May 4, 2026

Jaggedness is AI’s pattern of pronounced task-dependent strengths and weaknesses relative to humans. Some observations:

  • Jaggedness shapes outlooks. Some prefer to evaluate AI based on best-case performance, others on worst-case. How one weighs brilliance against idiocy leads to different outlooks on the level and growth of AI capabilities.
    • Levels. We could imagine all combinations of {evaluate based on min performance, evaluate based on max performance} x {pessimist on AI capabilities, optimist on AI capabilities}. For example, pessimists might steel-man their case by arguing that even given what it’s best at, AI will not be impactful.
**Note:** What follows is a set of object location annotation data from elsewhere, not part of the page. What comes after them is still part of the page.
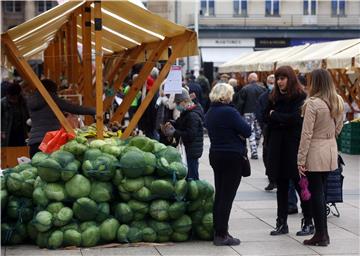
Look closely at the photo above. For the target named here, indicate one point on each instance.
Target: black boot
(223, 240)
(281, 228)
(307, 228)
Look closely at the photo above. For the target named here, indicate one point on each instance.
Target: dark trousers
(193, 168)
(317, 187)
(283, 200)
(33, 149)
(227, 176)
(292, 196)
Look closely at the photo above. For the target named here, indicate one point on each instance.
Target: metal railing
(292, 20)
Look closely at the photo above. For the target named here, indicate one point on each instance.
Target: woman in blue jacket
(227, 132)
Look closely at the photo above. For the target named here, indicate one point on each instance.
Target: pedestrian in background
(225, 128)
(318, 155)
(284, 122)
(189, 127)
(43, 118)
(205, 88)
(249, 95)
(261, 107)
(14, 114)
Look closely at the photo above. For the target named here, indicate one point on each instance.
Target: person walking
(205, 88)
(227, 149)
(318, 155)
(284, 126)
(43, 118)
(261, 107)
(249, 95)
(190, 129)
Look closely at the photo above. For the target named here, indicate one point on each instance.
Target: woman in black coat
(284, 126)
(227, 132)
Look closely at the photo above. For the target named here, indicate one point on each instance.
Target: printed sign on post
(173, 82)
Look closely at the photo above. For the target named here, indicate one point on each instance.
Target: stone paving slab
(253, 216)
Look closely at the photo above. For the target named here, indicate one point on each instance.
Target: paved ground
(252, 218)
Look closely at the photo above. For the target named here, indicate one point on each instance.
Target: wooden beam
(69, 69)
(29, 75)
(140, 80)
(99, 73)
(62, 52)
(130, 61)
(74, 51)
(86, 56)
(177, 49)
In practice, emphasis on best vs worst-case performance seems highly correlated with overall views on capabilities.
    • Growth. Every model so far makes basic mistakes on some tasks, so worst-case evaluators see slow progress. The peak of performance is growing continuously, so best-case evaluators see fast progress. The gap between best and worst-case performance is also growing: the ceiling keeps rising and the floor remains—for now—well below human-level.
  • Sometimes best-case performance matters more, sometimes worst-case.
    • Best-case performance matters more if one success is enough. This is true if AI is scaffolded to focus on a single high-value task where one success means the whole project succeeds.
      • Example: Scientific work with cheap verification. A single correct proof or new drug/material with the desired properties resolves the posed research problem.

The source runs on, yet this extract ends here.